In [8]:
import os
from pathlib import Path
import numpy as np
import pandas as pd
import matplotlib.pyplot as plt
from sklearn.decomposition import PCA

INPUT_FILE = "input_pca_set_A_.csv"
OUT_DIR = Path("pca_set_A")
OUT_DIR.mkdir(parents=True, exist_ok=True)

SCREE_PNG = OUT_DIR / "scree.png"
LOADINGS_PNG = OUT_DIR / "pca_components_coefficients_plot.png"
BIPLOT_PNG = OUT_DIR / "pca_biplot_pc1_pc2.png"
CONTRIB_CSV = OUT_DIR / "pca_contributions_percent.csv"
CONTRIB_MD  = OUT_DIR / "pca_contributions_percent.md"

In [9]:
if not Path(INPUT_FILE).exists():
    raise FileNotFoundError(f"Could not find {INPUT_FILE}")

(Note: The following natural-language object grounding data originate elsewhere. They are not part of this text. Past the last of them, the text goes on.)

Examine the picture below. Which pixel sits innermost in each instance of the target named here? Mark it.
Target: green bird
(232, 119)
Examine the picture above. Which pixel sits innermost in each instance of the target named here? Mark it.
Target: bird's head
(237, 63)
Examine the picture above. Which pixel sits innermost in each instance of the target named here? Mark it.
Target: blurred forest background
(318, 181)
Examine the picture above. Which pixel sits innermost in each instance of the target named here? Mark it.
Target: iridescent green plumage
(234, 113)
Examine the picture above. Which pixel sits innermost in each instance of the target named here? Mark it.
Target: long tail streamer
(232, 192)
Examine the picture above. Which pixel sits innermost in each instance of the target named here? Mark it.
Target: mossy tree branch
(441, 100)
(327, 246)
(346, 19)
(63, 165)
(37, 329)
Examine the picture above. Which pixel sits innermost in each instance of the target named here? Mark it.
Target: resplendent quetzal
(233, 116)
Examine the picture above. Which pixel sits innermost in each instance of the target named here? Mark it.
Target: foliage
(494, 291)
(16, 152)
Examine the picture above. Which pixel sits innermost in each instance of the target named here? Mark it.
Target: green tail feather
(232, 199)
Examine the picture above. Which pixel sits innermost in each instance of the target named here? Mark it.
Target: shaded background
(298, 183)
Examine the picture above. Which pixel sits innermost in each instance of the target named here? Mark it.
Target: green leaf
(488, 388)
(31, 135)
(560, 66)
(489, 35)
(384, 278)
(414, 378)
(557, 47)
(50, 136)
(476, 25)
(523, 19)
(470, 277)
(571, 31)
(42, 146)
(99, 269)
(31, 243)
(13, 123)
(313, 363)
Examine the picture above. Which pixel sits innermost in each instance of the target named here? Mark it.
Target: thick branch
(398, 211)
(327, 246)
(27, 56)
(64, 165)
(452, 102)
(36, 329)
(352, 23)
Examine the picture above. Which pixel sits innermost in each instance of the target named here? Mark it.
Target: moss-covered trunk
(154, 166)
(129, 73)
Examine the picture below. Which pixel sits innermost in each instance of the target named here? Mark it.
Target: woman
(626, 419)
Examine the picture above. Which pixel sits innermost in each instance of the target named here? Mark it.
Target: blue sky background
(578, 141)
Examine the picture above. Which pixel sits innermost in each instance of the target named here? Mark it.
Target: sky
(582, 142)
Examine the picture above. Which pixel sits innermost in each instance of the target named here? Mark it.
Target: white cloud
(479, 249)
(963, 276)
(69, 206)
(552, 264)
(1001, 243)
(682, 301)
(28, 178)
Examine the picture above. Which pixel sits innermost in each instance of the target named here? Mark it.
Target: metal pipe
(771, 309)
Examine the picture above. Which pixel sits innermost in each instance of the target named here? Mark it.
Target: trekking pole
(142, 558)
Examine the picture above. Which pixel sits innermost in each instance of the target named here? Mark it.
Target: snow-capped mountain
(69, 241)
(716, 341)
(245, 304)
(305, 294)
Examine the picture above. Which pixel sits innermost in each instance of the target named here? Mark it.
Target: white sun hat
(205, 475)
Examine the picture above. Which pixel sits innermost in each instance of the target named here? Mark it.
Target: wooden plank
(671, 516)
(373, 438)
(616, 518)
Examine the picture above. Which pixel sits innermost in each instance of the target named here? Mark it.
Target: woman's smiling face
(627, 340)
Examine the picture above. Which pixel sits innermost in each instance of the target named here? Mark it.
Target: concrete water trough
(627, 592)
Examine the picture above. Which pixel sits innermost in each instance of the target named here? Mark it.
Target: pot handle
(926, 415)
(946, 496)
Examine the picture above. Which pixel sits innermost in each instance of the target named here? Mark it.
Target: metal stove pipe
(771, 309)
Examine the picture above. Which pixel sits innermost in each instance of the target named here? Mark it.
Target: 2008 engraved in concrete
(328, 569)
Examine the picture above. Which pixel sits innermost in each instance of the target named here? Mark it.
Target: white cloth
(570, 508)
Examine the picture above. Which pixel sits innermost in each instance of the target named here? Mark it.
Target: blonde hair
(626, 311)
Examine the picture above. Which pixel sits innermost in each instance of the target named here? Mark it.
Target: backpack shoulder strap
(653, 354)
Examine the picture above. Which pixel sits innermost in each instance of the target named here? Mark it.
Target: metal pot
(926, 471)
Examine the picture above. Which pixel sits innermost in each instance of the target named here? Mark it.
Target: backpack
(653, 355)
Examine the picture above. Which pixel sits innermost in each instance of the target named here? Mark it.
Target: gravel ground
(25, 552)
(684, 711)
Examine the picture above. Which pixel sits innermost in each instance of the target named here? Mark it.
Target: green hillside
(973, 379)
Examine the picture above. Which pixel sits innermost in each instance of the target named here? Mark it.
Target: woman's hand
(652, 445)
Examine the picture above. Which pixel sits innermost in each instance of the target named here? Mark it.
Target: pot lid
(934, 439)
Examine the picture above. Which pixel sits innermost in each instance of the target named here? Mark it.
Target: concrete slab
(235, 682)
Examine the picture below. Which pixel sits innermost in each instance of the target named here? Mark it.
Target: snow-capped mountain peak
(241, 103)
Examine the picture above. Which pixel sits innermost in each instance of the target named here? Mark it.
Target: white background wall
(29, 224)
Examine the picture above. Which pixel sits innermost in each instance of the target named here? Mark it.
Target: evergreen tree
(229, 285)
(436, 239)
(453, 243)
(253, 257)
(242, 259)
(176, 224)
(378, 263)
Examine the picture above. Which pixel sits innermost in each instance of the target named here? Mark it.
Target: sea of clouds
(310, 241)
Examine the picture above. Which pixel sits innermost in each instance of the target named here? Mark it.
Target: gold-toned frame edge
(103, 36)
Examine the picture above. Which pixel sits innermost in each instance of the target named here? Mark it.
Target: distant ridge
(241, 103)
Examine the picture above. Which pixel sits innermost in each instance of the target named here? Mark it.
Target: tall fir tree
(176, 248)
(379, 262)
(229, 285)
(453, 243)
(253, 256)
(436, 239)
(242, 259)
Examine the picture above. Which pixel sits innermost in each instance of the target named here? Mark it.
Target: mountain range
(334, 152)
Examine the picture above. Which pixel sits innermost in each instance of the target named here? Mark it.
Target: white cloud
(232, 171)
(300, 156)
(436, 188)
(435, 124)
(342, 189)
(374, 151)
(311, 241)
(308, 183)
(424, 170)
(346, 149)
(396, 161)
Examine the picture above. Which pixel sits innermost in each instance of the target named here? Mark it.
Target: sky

df = pd.read_csv(INPUT_FILE)
metrics = list(df.columns)
X = df.to_numpy(dtype=float)

X = X - X.mean(axis=0, keepdims=True)

n_components = min(10, X.shape[1])  # up to 10 PCs or number of features
pca = PCA(n_components=n_components, svd_solver="full", random_state=0)
scores = pca.fit_transform(X)                   # projected samples
evr = pca.explained_variance_ratio_             # length = n_components
cum_evr = np.cumsum(evr)
components = pca.components_                    # shape (n_components, n_features)
loadings = components.T                         # shape (n_features, n_components)

In [10]:
plt.figure(figsize=(9, 6))
xs = np.arange(1, n_components + 1)
plt.plot(xs, evr, marker="o", label="Explained variance ratio")
plt.plot(xs, cum_evr, marker="s", label="Cumulative variance")
plt.xlabel("Principal Component")
plt.ylabel("Variance Ratio")
plt.title("Scree Plot & Cumulative Variance")
plt.xticks(xs)
plt.legend()
plt.tight_layout()
plt.savefig(SCREE_PNG, dpi=300)
plt.close()

In [11]:
fig, ax = plt.subplots(figsize=(14, 6))
ind = np.arange(len(metrics))
width = 0.8 / n_components  # fit all PCs inside each metric slot

for j in range(n_components):
    ax.bar(ind + j * width, loadings[:, j], width, label=f"PC{j+1}")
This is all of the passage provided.